One whose Will is aligned with God's will not ask you to do something that goes against what the bible tells you to do. (If you are a bible believing Christian, of course.) It's also important to remember that your husband is indeed human with human drives, human needs and human's tendency to sin. As I recall, only one person in the bible was perfect and never sinned and I believe the bible stated that he actually WAS God, making him not exactly the same thing.

Ultimately, by virtue of just being human and falliable (like we all are) he cannot be that tuned in with the will of God. If he is asking you to do anything you know contradicts biblical teachings, then you really know he's not speaking the word of God.

If your faith is important to you, a good Dominant will do nothing to help or push you to act against that faith. And if your faith has been a part of you for a long time, chances are good that your instincts on some things might be right on, when it comes to what is right for you.

Then again, I recently read an article somewhere written by a woman that truly believed that she should listen to her father and then husband and never speak directly to God.

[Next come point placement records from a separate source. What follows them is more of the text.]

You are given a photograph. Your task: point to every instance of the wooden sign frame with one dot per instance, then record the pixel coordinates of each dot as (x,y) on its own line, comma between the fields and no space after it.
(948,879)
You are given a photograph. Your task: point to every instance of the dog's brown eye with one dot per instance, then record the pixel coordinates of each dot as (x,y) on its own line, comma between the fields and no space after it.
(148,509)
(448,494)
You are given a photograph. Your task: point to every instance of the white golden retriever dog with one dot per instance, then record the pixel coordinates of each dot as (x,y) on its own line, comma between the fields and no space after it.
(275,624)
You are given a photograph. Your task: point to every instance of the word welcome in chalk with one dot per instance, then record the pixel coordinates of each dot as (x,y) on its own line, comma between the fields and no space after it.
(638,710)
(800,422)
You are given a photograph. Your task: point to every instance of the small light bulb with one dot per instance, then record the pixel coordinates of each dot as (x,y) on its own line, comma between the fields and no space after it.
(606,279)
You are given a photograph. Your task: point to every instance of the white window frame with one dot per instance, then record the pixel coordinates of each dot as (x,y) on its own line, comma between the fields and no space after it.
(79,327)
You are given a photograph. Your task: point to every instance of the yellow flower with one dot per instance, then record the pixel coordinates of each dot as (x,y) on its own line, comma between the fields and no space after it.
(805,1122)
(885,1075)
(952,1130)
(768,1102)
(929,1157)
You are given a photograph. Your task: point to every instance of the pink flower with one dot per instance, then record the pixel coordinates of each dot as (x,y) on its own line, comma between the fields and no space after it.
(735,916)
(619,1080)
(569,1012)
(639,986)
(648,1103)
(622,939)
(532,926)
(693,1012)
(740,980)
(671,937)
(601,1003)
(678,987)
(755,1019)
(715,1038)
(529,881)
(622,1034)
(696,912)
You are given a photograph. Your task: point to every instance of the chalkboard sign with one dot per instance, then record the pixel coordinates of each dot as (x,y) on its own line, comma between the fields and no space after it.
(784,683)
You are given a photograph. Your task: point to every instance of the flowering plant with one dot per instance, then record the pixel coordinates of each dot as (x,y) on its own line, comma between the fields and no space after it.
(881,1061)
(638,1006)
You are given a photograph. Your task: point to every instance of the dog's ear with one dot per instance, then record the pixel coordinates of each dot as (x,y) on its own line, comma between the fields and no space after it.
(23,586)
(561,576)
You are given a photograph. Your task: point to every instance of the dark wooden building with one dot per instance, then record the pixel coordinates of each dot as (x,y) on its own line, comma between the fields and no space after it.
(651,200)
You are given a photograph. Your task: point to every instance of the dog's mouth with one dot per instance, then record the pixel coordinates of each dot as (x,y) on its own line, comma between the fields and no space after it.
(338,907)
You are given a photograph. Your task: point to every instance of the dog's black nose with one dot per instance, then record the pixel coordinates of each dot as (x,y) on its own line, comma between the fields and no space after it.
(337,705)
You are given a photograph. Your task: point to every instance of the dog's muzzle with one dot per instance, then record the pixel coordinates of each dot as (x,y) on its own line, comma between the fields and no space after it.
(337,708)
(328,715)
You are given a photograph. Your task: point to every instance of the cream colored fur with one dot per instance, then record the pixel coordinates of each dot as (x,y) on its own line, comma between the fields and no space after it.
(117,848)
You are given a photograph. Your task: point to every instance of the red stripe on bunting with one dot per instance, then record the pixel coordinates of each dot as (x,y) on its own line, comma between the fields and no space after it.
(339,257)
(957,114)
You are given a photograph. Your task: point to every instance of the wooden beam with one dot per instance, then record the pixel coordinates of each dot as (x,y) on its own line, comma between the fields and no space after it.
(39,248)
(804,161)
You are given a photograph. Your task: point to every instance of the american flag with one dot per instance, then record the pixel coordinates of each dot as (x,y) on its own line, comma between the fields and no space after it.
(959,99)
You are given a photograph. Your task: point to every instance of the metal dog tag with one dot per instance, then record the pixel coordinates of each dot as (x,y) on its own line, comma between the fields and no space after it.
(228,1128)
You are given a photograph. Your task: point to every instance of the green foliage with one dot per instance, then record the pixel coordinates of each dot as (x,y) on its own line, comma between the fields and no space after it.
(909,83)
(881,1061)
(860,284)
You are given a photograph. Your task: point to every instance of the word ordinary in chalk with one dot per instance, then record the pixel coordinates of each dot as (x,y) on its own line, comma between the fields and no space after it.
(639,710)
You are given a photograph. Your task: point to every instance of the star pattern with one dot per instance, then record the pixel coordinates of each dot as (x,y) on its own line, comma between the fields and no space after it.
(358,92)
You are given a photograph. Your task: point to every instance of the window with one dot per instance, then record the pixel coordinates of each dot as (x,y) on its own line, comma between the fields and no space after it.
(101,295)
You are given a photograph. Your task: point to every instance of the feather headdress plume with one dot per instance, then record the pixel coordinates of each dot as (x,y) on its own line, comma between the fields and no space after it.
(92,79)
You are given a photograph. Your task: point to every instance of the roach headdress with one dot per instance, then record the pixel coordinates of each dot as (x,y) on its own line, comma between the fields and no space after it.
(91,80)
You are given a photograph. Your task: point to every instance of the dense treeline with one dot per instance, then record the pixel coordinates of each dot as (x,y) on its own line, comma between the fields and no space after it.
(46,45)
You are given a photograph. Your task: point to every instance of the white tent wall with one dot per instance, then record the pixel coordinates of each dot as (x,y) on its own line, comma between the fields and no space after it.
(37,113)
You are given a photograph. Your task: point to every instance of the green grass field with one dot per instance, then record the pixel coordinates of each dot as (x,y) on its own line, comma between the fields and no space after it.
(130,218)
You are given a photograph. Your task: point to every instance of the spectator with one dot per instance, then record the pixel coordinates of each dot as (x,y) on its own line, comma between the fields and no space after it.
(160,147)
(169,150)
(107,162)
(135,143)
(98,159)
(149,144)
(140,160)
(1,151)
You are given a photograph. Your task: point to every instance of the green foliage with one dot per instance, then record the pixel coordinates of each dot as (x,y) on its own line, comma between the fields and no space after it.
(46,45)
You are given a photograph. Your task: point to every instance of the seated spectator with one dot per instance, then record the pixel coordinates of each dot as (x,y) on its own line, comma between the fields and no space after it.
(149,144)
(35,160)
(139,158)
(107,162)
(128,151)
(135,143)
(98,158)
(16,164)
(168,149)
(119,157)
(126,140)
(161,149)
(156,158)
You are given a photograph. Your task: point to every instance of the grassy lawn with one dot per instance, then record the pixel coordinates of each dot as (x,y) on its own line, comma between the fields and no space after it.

I must admit, it kind of disturbed me though. And I love all religions and faiths and think they're fascinating in a good way.
 
eastern sun said:
Well, if my husband encourages me to have an affair, but I'm seeing another wife's husband, then I might be serving him. . . but not God.
I'm an atheist, so I don't have anything helpful to contribute, but I did find this particular example a very interesting philosophical idea.
 
. . .

Evil_Geoff said:
If you are active in a recovery progrm, your question is better directed to your sponsor than to a bunch of strangers on an erotic/alternative sex site. Guilt is a bitch to deal with. And the right thing do is very rarely the easy thing, or the fun thing.

I am active in a recovery program, but I haven't found a sponsor who has not been involved in D/s relationships to be helpful in sorting out these kind of issues. Mostly because the look they get on their face when I mention what I'm doing makes me feel uncomfortable.

That's why the anonymous group of strangers seems helpful. Working like a moral compass. The pendulum swings back and forth until the shared middle ground becomes apparent. And I have learned a lot about responsibility and submission in just the last 24 hours.

I would love to meet people active in both communities, addiction recovery and BDSM, because the moral complexity in a D/s relationship lends itself to the kind of rationalizing behaviors alcoholism and addiction lead to. At least it can without guidance from a thoughtful community. . .

Because I keep the nature of my relationship with my husband private - its very secrecy allows me to create of it whatever I want to perceive it to be. Bringing my rationalizations to the bright light of public scrutiny opens my eyes and mind . . .
 
. . .

Recidiva said:
Although my faith might not coincide with yours, I would believe that if you wish to serve God first, you cannot serve two masters in the end. You need to choose one. And that is your choice. It can't be taken away from you, nor should you give that choice away.

This is exactly what I have been afraid of - that it is in fact impossible to serve two masters. That if I choose to serve God, I cannot serve my husband or vice versa. Simply because I will have to choose one or the other if I ever perceive them to be in conflict.

However, tonight, after much thought provoked by the comments on this thread, both my husband and I believe it is possible. Just difficult because the sensitivity of both parties to the needs of the other and our responsibility to our community requires us to be alert to those many ways we deceive ourselves.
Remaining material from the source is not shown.